Flu Vaccine Season 2018- 2019 ACIP Recommendations:
- Everyone over 6 months of age who does not have a contraindication to vaccination should get a flu vaccine.
- No preference is given for one vaccine product over another, as long as it is age appropriate and there are no contraindications. (See Controversy for details on this.)
- Children under 10 years of age who have never had a flu vaccine should get two doses this year.
- If vaccine supply is limited, high risk people should get priority.

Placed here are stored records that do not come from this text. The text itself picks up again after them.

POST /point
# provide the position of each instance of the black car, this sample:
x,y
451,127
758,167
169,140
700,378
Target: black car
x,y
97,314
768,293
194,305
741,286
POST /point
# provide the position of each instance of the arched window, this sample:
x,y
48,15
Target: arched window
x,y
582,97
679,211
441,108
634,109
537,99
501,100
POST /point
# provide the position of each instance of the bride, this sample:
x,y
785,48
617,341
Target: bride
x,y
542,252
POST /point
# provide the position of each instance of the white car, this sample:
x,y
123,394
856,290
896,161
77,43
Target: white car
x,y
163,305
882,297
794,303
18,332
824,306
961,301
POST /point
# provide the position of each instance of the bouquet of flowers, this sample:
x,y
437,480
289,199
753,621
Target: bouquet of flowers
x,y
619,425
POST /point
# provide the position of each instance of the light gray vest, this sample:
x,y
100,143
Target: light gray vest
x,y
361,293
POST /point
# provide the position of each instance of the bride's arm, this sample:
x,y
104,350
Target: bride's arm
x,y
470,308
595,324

This includes:
- children 6-59 months
- adults over 50 years
- those with chronic diseases
- immunocompromised persons
- pregnant women
- American Indians and Alaska Natives
- morbidly obese people
- residents of long term care facilities
For the full report of recommendations, see MMWR: Prevention and Control of Seasonal Influenza with Vaccines: Recommendations of the Advisory Committee on Immunization Practices—United States, 2018–19 Influenza Season.
The big questions that may be on your mind:
1. When’s the best time to get a flu vaccine?
The CDC recommends starting to vaccinate as soon as it’s available (usually August or September) and to have the vaccine given by Halloween.
It’s not hard to see the logistical problems of vaccinating essentially everyone in the two months of September and October.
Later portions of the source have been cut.